In this paper, the joint design of user clustering and power allocation is investigated in a downlink non-orthogonal multiple access-based millimeter wave (mm-wave-NOMA) system. To reduce the system overhead, hybrid precoding techniques are adopted at the base station by using the channel state information of cluster heads (CHs) only. In order to maximize the sum rate of the system, Stackelberg game-based optimization problems are formulated for two cases with different quality of some targets: Case 1 focuses on improving the data rates of CHs; and Case 2 aims to increase the rates of cluster members when the CHs' data rates are caped. With the aid of coalitional game theory, a low complexity algorithm is proposed to dynamically allocate users into different clusters. Then, the optimal power allocation coefficients of the users in each cluster are obtained by the derived closed-form expressions.
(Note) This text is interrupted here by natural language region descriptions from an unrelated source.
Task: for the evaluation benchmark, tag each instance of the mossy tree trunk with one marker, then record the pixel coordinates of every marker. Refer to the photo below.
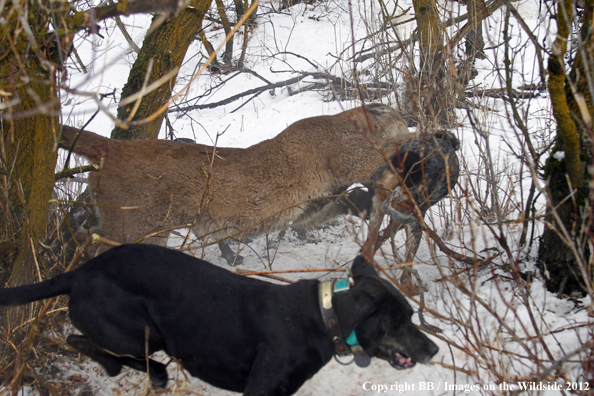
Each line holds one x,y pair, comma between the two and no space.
164,49
565,260
29,129
430,91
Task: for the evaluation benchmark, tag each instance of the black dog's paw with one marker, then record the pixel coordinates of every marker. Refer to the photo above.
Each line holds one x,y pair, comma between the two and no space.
158,375
110,363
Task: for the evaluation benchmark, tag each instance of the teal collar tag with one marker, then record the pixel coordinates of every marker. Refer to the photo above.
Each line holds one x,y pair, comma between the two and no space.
352,339
341,285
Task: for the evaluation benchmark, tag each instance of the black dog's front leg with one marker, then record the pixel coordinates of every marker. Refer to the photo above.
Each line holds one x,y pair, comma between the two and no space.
280,372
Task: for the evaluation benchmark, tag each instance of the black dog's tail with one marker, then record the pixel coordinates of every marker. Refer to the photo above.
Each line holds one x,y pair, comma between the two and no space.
62,284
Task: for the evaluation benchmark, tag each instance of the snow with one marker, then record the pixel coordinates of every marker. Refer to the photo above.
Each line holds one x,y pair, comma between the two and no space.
487,335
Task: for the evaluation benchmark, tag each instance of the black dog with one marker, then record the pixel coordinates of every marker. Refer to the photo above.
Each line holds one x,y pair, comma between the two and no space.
234,332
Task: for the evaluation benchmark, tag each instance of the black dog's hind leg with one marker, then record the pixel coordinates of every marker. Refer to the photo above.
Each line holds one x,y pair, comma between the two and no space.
113,364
The properties of the proposed joint algorithms are analyzed in terms of Stackelberg equilibrium, the complexity, the convergence and the stability. The simulation results demonstrate that: 1) the proposed algorithms can significantly improve the sum rate and reduce the outage probability of the mm-wave-NOMA system and 2) the application of NOMA in mm-wave systems is capable of achieving promising gains over conventional orthogonal multiple access-based frameworks in both cases.